L'Hebdo;
2002-11-21 Nike: just forget it
Nike, c'était «Just do it». Inventée à une époque où les publicitaires parlaient encore de slogan, cette signature est tellement associée à la marque américaine que l'on avait fini par croire le tandem indissociable. Et pourtant. Dans ses dernières campagnes promotionnelles, l'équipementier sportif a choisi de remplacer son légendaire «Juste fais-le!» par un plus diffus «Mauvais temps. Et alors?». Une traduction très libre de son alter ego anglais «Enjoy the weather!» («Appréciez la météo!»).
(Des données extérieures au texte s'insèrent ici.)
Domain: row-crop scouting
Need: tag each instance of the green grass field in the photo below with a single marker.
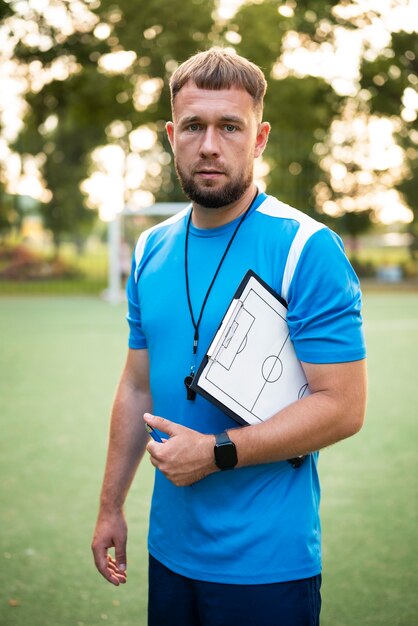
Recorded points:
(60, 359)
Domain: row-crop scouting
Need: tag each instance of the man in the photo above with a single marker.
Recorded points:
(239, 546)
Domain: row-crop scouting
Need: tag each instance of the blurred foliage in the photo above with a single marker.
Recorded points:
(85, 104)
(68, 118)
(387, 78)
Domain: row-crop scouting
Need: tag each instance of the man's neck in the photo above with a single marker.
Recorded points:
(203, 217)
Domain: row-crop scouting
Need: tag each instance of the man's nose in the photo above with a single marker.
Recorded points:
(210, 143)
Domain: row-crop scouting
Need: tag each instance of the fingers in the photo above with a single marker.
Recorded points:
(111, 532)
(109, 568)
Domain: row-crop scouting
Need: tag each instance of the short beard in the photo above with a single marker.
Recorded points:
(211, 198)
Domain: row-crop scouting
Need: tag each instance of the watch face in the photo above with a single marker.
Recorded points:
(226, 455)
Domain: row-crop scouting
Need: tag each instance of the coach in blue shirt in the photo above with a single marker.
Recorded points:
(234, 532)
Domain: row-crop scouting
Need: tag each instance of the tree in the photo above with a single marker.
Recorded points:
(67, 119)
(391, 80)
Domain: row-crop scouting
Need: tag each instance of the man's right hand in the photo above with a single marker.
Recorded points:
(111, 532)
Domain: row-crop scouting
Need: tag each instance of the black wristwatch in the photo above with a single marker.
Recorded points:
(225, 452)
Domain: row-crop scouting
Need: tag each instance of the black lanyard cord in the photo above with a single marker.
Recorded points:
(197, 324)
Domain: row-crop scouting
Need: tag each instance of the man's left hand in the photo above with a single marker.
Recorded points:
(186, 457)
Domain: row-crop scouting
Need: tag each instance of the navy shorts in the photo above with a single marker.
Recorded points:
(175, 600)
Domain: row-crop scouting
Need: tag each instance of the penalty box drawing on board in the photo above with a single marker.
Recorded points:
(251, 370)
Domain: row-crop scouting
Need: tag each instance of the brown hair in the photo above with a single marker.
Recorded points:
(218, 68)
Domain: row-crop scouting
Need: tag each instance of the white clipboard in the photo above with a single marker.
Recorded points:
(250, 369)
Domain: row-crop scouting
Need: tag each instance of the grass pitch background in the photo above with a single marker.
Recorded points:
(60, 360)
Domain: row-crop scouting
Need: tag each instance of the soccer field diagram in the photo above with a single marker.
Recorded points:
(253, 369)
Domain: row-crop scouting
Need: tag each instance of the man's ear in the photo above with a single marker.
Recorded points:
(261, 139)
(169, 127)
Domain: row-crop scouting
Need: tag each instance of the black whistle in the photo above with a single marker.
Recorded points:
(191, 394)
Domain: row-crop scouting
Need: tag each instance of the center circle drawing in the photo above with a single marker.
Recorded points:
(272, 369)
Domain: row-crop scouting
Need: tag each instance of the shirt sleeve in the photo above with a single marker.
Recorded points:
(137, 339)
(324, 301)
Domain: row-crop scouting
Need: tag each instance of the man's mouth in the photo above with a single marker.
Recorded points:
(208, 173)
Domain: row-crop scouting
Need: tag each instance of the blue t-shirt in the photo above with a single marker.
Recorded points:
(257, 524)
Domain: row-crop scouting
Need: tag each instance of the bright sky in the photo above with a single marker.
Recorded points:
(339, 65)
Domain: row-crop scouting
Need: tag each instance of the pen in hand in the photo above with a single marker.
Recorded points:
(153, 433)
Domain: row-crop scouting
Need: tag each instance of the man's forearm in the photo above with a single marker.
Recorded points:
(127, 441)
(312, 423)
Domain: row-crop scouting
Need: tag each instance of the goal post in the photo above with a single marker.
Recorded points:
(115, 243)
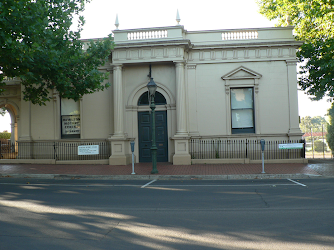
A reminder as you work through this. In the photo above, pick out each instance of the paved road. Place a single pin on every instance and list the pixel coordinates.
(243, 214)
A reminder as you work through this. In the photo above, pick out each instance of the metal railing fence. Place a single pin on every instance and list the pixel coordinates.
(60, 151)
(243, 148)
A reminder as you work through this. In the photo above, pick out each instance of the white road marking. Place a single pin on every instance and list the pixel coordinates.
(252, 185)
(149, 183)
(297, 182)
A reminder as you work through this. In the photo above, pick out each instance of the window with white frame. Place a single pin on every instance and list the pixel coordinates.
(70, 118)
(242, 110)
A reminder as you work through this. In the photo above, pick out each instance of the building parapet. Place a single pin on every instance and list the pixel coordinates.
(206, 36)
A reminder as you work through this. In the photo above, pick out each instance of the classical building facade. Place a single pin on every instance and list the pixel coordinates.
(214, 85)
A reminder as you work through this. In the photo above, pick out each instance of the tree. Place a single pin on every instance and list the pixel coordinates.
(3, 111)
(330, 128)
(314, 24)
(39, 47)
(316, 122)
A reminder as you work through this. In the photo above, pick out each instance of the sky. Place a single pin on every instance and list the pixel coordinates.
(100, 18)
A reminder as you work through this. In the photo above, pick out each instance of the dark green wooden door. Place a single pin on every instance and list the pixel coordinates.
(145, 136)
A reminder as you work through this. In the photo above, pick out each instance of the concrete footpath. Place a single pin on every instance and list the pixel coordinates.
(314, 169)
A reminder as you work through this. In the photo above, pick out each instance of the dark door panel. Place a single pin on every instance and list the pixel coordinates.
(145, 136)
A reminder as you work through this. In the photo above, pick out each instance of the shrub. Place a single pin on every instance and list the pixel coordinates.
(319, 146)
(5, 135)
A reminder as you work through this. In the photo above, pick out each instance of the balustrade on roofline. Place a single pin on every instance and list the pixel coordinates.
(240, 35)
(163, 33)
(152, 34)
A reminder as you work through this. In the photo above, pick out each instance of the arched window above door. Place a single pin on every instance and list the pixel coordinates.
(159, 99)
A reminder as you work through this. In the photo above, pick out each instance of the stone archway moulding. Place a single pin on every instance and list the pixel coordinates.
(134, 96)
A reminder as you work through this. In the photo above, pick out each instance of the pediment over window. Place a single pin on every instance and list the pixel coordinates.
(241, 73)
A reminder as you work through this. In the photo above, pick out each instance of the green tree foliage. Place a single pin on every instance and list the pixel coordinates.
(330, 128)
(316, 122)
(319, 146)
(3, 111)
(39, 47)
(314, 24)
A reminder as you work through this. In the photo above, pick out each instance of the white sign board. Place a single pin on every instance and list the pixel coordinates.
(291, 146)
(88, 150)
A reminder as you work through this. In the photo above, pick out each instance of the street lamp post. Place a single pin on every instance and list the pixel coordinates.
(152, 87)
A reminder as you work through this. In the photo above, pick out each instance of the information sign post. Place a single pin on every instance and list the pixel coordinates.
(132, 143)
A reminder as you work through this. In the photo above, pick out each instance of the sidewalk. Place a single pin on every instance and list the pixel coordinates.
(316, 168)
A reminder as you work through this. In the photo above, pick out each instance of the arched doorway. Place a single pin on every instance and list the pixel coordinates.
(145, 129)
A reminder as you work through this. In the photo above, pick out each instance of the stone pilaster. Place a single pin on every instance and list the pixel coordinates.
(120, 144)
(181, 138)
(294, 130)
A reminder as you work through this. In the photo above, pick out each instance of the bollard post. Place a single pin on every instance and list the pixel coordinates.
(263, 142)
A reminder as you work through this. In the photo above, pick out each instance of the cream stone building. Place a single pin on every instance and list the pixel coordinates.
(214, 85)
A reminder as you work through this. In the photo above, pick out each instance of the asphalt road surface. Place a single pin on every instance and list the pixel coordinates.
(240, 214)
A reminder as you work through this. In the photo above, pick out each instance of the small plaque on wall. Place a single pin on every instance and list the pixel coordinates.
(88, 150)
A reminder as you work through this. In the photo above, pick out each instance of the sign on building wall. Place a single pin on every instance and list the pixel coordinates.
(88, 150)
(70, 124)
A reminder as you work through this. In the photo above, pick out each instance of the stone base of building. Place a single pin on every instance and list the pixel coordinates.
(120, 159)
(182, 159)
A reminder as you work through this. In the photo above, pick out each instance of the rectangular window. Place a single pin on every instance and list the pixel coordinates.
(70, 119)
(242, 110)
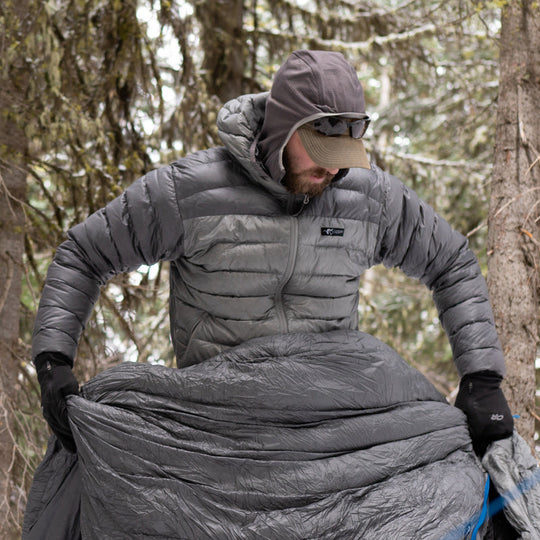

La métamorphose est d'autant plus étonnante qu'elle s'affiche en conclusion de films publicitaires inhabituellement absurdes. Que ce soit la saga mouvementée de deux joggeurs, un homme et une femme, qui cherchent à s'asperger mutuellement en sautant dans les flaques d'eau. Avant d'être punis par la gigantesque vague déclenchée par le passage d'un bus qui transporte l'équipe de foot de Manchester United. Ou, tout aussi iconoclaste, l'histoire de ce joggeur qui s'amuse dans les bois avant d'être obligé de sauter d'une falaise dans une rivière glacée. Parce qu'il a été bousculé par un autre joggeur, lui-même poussé par trois coureurs kenyans rigolards.
L'après-11 septembre
Histoires extravagantes et signature décalée, où va Nike? Officiellement, il s'agit juste «d'inciter les gens à faire du sport malgré le mauvais temps, parce que nos produits le permettent», précise Sophie Camoun, la chargée de communication de Nike France. Qui ne s'émeut pas outre mesure de la disparition du «Just do it». «On a un peu évolué. Le message de nos publicités ne porte plus uniquement sur le dépassement de soi, mais s'oriente désormais vers le beau geste, le plaisir de jouer, alors que le "just do it" avait davantage une connotation de performance.»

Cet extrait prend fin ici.